The tour is 470km long and starts in the German-speaking city of Schaffhausen, and passes through six Swiss Nature Parks, finally ending up in French Geneva.

A good walk

Are we there yet?

And a hike in the hills is nothing to the Swiss, young and septegenarian young alike, such as yodeller Brigitte who had us eating dust on the way up the peaks.

It wouldn’t surprise me if the Via Francigena was just a weekend stroll to a woman of Brigitte’s phenomenal energies.

As every Bandanino or Bandanette knows from reading these posts over the last couple of years in the year 990 Sigeric, the Archbishop of Rome began the Via Francigena tradition.

Sigeric had returned to England from Rome crossing Switzerland via the Jura and the Alps.

I nibbled into the route from Viterbo in Lazio into the Eternal City, but my 100km feel quite paltry comparative to Sigeric’s labours.

On the Via

I say 100km, but wanderer that I am I went off-piste and swore I saw some snow-capped mountains in the distance.

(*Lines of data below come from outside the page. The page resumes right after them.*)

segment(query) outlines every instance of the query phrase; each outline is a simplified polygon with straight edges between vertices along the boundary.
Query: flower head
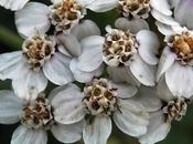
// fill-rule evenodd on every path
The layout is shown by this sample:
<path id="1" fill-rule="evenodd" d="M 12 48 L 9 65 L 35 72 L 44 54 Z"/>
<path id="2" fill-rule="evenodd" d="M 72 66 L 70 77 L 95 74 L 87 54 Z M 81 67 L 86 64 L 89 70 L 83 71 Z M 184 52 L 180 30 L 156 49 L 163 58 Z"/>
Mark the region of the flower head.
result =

I did get back on track eventually and lived (just) to tell my own Francigena tale.

Swissstainable

Let the train take the strain

Now you’re durable Swiss is used to staying in huts as they traverse the peaks but you’ll be wanting something a bit plusher, I suspect.

The way of it these days is to go eco so why not try out a Whitepod eco-luxury hotel in Valais?

Saving water, recycling waste and purchasing locally is all part of the strategy to keep their environmental impact as low as possible.

The quirky shape of the pods has not only been an aesthetic choice but also a resource and energy saving one.

Driving Miss Swissy

The only way is up: The Jungfraujoch

Swiss trains run like something that you would find on a time dial.

And I’m reminded of the Twentysomething whom I shared control of the train going up the Junfraujoch railway, the highest in Europe.

She did cope rather better with that task than riding the gondola, though let’s put that down to the Swiss beer Hell.

It’s actually heaven unless you drink too much of it watching the football.

Swiss Air

Hitting the heights: Swiss Air

There’s probably never a dull day when you’re a Swiss Air pilot flying over the Alps and the lakes and valleys.

And it’s livery is instantly recognisable with its simple, clean and brillaint whtie and white cross on a red background on the tail.

These too-good-to-be-true Swiss are only helping to save the planet too, with our help.

Swiss International Airl Lines is offering its customers the chance to to offset their flights’ C02 emissions.

By donating to climate protection projects and purchasing alternative fuels.

It wil help customers to take resposibility for their actions and contribute to a more sustainable aviation industry.